EVALUATION OF THERAPEUTIC AND ECONOMIC OUTCOMES
Generally, patients who suffer from tachyarrhythmias can be monitored for one or several possible therapeutic outcomes. Obviously, the presence or recurrence of any arrhythmia can be documented by electrocardiographic means (e.g., surface ECG, Holter monitor, or event monitor). Furthermore, patients may experience a decrease in blood pressure that may result in symptoms ranging from light-headedness to abrupt syncope, depending on the rate of the arrhythmia and the status of the underlying heart disease. For some patients, the potential alteration in hemodynamics may result in death if the arrhythmia is not detected and treated immediately.
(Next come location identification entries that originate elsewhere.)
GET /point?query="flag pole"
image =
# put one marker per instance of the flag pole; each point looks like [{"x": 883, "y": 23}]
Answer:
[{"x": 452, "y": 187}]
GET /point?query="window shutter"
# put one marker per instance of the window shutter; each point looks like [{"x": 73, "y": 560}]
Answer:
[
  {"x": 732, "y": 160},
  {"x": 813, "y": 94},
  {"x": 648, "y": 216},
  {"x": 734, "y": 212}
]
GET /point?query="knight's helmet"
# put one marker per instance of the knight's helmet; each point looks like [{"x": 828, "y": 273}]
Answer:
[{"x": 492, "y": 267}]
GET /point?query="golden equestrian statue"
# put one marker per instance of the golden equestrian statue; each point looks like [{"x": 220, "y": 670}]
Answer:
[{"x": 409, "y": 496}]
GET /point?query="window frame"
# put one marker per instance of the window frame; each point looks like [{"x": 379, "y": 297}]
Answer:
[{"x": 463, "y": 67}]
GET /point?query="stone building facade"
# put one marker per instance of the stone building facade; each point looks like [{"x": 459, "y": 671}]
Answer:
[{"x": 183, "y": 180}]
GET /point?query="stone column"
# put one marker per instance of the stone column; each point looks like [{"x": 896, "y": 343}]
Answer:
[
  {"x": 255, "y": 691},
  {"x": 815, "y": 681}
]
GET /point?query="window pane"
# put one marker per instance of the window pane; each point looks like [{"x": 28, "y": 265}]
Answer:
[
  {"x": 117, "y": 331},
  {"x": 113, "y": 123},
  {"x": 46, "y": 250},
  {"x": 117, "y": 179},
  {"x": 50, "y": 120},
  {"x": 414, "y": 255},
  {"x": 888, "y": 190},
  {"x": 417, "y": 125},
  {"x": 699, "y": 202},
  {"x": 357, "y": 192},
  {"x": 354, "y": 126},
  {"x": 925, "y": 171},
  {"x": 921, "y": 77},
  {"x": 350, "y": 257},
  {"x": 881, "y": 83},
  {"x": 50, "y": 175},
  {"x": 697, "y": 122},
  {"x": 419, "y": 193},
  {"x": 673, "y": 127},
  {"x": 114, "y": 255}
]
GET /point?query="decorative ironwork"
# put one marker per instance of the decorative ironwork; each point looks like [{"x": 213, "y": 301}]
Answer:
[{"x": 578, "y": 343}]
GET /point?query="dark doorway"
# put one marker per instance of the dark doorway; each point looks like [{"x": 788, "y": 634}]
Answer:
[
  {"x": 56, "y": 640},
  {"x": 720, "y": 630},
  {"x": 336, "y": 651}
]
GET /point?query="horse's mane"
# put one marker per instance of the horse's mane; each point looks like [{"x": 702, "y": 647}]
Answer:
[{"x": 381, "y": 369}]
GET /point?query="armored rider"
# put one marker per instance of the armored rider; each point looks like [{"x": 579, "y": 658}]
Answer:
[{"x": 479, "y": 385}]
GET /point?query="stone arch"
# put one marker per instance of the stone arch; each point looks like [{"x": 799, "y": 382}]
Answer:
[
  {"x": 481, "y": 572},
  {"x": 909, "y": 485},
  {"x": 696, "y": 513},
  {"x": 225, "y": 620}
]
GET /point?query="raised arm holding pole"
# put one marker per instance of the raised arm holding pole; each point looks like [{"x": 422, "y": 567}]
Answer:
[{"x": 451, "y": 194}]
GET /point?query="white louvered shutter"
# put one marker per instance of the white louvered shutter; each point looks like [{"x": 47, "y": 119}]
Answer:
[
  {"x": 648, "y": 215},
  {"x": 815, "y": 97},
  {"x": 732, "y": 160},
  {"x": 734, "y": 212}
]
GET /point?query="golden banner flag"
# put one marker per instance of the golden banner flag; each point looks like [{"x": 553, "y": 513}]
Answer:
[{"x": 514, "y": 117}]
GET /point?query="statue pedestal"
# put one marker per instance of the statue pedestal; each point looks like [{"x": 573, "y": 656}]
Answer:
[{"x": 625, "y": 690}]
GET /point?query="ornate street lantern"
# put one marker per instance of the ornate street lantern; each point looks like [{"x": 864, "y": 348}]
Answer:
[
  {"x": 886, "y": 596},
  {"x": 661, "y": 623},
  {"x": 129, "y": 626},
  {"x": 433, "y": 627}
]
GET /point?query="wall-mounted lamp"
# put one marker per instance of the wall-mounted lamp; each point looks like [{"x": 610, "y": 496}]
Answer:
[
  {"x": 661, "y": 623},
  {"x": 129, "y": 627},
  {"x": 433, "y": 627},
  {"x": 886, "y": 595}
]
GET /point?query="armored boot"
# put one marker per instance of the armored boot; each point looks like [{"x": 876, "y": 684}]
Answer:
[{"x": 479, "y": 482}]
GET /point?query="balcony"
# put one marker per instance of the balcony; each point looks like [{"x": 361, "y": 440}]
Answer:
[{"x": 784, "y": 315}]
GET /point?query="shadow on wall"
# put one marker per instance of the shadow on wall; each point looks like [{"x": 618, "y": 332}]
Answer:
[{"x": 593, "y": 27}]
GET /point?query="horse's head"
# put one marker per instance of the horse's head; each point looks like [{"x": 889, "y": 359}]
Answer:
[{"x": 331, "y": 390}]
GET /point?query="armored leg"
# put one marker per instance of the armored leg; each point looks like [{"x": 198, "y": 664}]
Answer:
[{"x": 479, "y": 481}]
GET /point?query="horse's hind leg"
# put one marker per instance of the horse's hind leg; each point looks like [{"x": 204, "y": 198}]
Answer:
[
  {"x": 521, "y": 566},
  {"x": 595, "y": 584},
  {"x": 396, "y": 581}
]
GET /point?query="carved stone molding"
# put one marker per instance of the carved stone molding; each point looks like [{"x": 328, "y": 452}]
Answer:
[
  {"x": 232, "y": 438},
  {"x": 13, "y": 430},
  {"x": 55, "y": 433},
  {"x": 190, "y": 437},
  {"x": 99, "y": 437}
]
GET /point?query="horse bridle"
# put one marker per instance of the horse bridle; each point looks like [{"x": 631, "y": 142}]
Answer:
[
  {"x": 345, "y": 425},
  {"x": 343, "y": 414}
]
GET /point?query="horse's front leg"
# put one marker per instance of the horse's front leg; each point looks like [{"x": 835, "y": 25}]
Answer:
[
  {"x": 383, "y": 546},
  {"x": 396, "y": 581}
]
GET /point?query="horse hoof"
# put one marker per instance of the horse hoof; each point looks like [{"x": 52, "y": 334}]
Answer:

Besides these clinical outcomes, many patients with tachyarrhythmias experience alterations in quality of life as a result of recurrent symptoms of the arrhythmia or from side effects of therapy. And, finally, there are the economic considerations of medical or surgical intervention, continued medical care, and chronic drug or nonpharmacologic treatment.134,135 Most of the studies are limited to the use of nonpharmacologic therapies such as the ICD or radiofrequency ablation.76,136Because that technology is rapidly evolving, what is not very cost-effective now may indeed be cost-effective in the next several years. For example, original cost-effectiveness analysis of the ICD showed it to be highly sensitive to the life of the generator, yet newer-generation devices have made significant advances not only in their size but also in their battery life. More recent data on the effect of the ICD on mortality coupled with the declining costs of an ICD imply that the device is indeed cost-effective in certain subsets of patients, which is similar to well-proven drug therapies used for other disorders.136 Other nonpharmacologic treatments, such as radiofrequency ablation for PSVT, not only improve quality of life but also save money on medical expenditures compared with chronic drug therapy.76
There are some therapeutic outcomes that are unique to certain arrhythmias. For instance, patients with AF or atrial flutter need to be monitored for thromboembolism and for complications of antithrombotic therapy (bleeding, drug interactions). However, the most important monitoring parameters for most patients fall into the following categories: (a) mortality (total and arrhythmic); (b) arrhythmia recurrence (duration, frequency, symptoms); (c) hemodynamic consequences (heart rate, blood pressure, symptoms); and (d) treatment complications (side effects or need for alternative or additional drugs, devices, surgery) (Table 8-14). When evaluating the arrhythmia literature, care should be taken to consider real outcomes. For example, total mortality is more meaningful than SCD rates; it is possible an intervention prevents arrhythmic death but patients die from other causes, leaving all-cause mortality unaltered. Likewise, surrogate markers of drug efficacy (e.g., noninducible tachycardia, suppression of minor arrhythmias) should be judged with a degree of skepticism. One should ask: Did the treatment make patients live longer (reduce mortality)? Did the treatment make them feel better (improve humanistic outcomes or quality of life)? Was the treatment economically worth it (cost-effective)?